Sie starrte ihre Mutter an, die wie jeden Tag im Hausflur stand und auf die Haustür starrte. Die Luft schien stehen zu bleiben, es fühlte sich an, als wären sie in einem Vakuum gefangen. Ana war vierzehn Jahre alt. Seit einem Jahr musste sie im Schatten eines Phantoms zurechtkommen. Das Phantom: Ihr Bruder. Er war nun schon ein Jahr lang veschwunden. Der Bruder, der die Hoffnung der Familie war. Der gutaussehende, charmante große Bruder, der der erste war, der es in eine Universität geschafft hatte. Ihre Eltern waren vor Stolz fast geplatzt. João. Sie seufzte. Ihre Mutter wartete seit einem Jahr darauf, dass die Tür aufging und João einfach so reinspazierte. Sie würden nicht einmal eine Erklärung verlangen. Sie wären einfach nur froh, dass er da war. Ana war nicht da, zumindest fühlte es sich so an. Der Vater hatte schon früher nichts mit ihr gesprochen, aber seit João weg war, hatte auch ihre Mutter Anas Existenz anscheinend vergessen. Würden sie es bemerken, wenn sie einfach nicht mehr nach Hause käme?
Der Bruder war durch seine Abwesenheit so anwesend wie nie zuvor. Sein Zimmer zu betreten war strikt verboten! Dabei hatten sie doch so wenig Platz in ihrem einfachen Häusschen. Man könnte zumindest seinen Schrank benutzen, dachte sich Ana. Nur bis er zurückkam... Falls. Alles im Leben dieser kleinen, verzweifelten Familie schien sich um João zu drehen. Ana ging oft zu Fuß zum nahegelegenen Supermarkt. Es war schon vorgekommen, dass sie einen jungen Mann sah und ihr Herz zu rasen begann. Einen flüchtigen Moment lang war sie sich sicher ihren Bruder vor sich stehen zu sehen, nur um sofort in tiefe Bestürzung zu fallen, wenn der wildfremde Mann sie verdutzt anschaute.
Die Zeit war für alle an dem Tag stehen geblieben, an dem João nicht nach Hause gekommen war. Sie hatten gewartet. Sie waren zu seinen Freunden gegangen. Zur Uni. Überallhin. Sie hatten versucht sich mit selbst ausgedachten Erklärungen zu beruhigen. Am nächsten Tag waren sie zur Polizei gegangen um ihn als vermisst zu melden. Sie waren durch die Straßen gewandert und hatten wildfremde Menschen gefragt, ob sie ihn gesehen hatten. Gerüchte kamen auf. Die Militärpolizei hätte ihn gefangen genommen. João hatte viele politisch aktive Freunde, aber der Meinung seiner Eltern nach würde er so etwas riskantes nie tun! Politische Proteste? Untergrundbewegungen? Etwas gegen das Militärregime tun? Das wäre doch verrückt! Ihr guter Junge, der musste studieren und etwas aus sich machen. Er konnte doch nicht alles aufs Spiel setzen wegen so blödsinniger kommunistischer Gedanken! Nein. Es gab eine andere Erklärung für sein verschwinden! Es musste eine geben. Falls es das Militärregime war, würde er nie wieder zurückkommen. Er wäre irgendwo gefangen. Oder verbuddelt. Oder in der Tiefe eines Sees. Sowas hätte er ihnen nie angetan.

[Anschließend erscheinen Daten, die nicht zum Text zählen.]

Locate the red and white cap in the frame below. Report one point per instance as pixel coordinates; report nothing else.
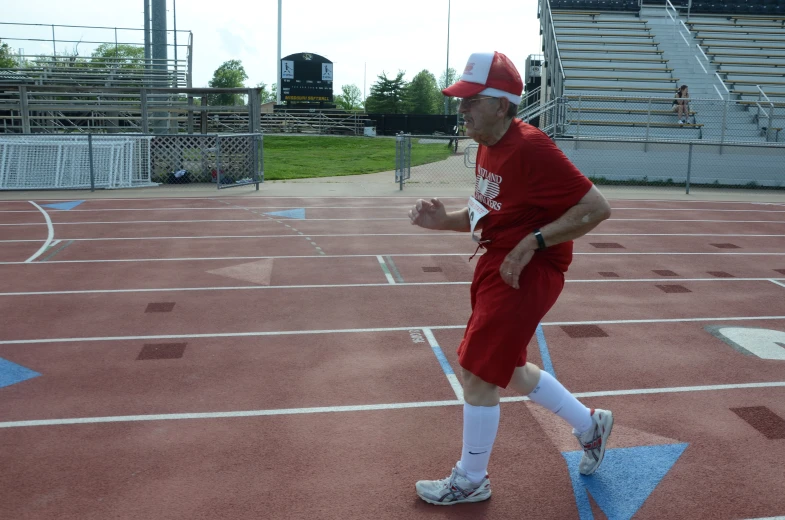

Auch seine Freunde wussten von nichts. Niemand hatte eine Ahnung was mit João passiert war. Es schien Ana manchmal so, als hätte João eigentlich nie existiert. Als sei er eine Erfindung ihrer Familie. Aber dann, wenn sie in sein Zimmer schaute, sah sie seine Fotos an der Wand, die wenigen Schallplatten und Bücher im Regal. Sie vermisste ihren großen Bruder, auch wenn er sie oft wegen ihrer breiten Nase gehänselt hatte. Auch wenn er ihr im Flur morgens den Fuß stellte, damit sie hinfiel und er sie auslachen konnte. Sie vermisste es ihn Gitarre spielen zu hören. Sie erinnerte sich an die nassen Handtuchschlachten, die ihre Mutter mit Schreien zu verhindern versuchte. Joãos lachen war das schönste Lachen, das Ana jemals gehört hatte. Er hatte immer viel und laut gelacht. Seit er weg war, gab es nichts mehr zu lachen. Ana starrte ihre Mutter an, die immer noch im Hausflur stand und wartete.